APT28 compromised up to 40,000 end-of-life MikroTik and TP-Link routers across 120 countries to harvest credentials and spy on government agencies.
Black Lotus Labs (Lumen Technologies) revealed that APT28, Russia's GRU-linked threat group, hijacked between 18,000–40,000 consumer routers across 120 countries. The operation used compromised routers as proxy infrastructure to target foreign ministries, law enforcement, and government agencies. APT28 manipulated DNS lookups on infected routers — including for Microsoft 365 domains — to redirect users to credential-harvesting sites. Notably, the group is now deploying an LLM tool called 'LAMEHUG' alongside traditional attack techniques, signaling AI-augmented offensive capabilities.

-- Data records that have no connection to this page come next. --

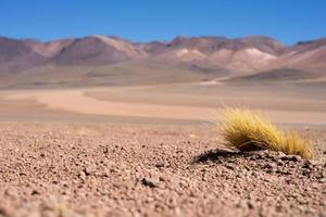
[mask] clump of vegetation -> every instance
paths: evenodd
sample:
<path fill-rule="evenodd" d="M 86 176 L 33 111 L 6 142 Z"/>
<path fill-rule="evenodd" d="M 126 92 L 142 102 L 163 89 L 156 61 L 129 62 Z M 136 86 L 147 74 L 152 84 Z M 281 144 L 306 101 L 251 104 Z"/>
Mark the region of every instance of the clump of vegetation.
<path fill-rule="evenodd" d="M 225 108 L 221 123 L 228 145 L 239 151 L 272 150 L 312 158 L 309 143 L 298 132 L 284 132 L 265 116 L 247 108 Z"/>

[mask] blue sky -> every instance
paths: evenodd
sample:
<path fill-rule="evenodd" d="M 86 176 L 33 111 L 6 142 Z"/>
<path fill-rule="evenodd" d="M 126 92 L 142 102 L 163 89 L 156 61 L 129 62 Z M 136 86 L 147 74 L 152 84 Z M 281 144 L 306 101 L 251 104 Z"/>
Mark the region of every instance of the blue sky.
<path fill-rule="evenodd" d="M 0 35 L 42 41 L 116 35 L 268 35 L 284 43 L 326 37 L 326 0 L 1 0 Z"/>

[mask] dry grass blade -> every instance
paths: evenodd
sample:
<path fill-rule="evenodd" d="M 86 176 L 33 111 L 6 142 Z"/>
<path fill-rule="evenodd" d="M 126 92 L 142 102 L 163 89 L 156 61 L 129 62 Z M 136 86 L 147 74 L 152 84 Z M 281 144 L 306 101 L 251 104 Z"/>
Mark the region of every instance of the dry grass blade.
<path fill-rule="evenodd" d="M 240 151 L 267 149 L 312 158 L 312 151 L 296 131 L 285 133 L 260 113 L 247 108 L 225 108 L 222 135 L 228 145 Z"/>

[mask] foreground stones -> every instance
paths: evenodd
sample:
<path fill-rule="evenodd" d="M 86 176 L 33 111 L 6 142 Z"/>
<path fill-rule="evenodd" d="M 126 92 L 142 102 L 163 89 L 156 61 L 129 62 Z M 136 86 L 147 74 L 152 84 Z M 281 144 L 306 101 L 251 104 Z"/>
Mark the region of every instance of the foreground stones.
<path fill-rule="evenodd" d="M 315 135 L 305 161 L 216 149 L 208 127 L 0 125 L 0 216 L 323 216 Z"/>

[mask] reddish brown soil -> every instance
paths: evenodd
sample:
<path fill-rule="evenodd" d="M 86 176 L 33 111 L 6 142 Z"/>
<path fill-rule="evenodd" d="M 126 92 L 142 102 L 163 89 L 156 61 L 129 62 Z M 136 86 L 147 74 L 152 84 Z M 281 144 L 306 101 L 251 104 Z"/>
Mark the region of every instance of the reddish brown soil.
<path fill-rule="evenodd" d="M 325 216 L 314 161 L 227 153 L 209 126 L 0 125 L 0 216 Z"/>

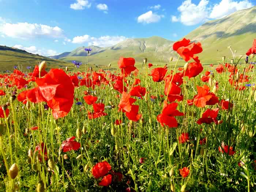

APT28 is manipulating DNS at the router level to silently redirect traffic — including Microsoft 365 auth flows — to credential-harvesting infrastructure. If your app or service relies on OAuth or token-based auth without enforcing certificate pinning or DNSSEC validation, this attack vector bypasses your app-layer security entirely. The introduction of an LLM (LAMEHUG) into the offensive toolkit means attack personalization and evasion are scaling.
Audit your app's DNS resolution chain this week: verify that your auth endpoints enforce HSTS and check whether your DNS provider supports DNSSEC — if not, switching to Cloudflare's 1.1.1.1 with DNSSEC validation takes under an hour.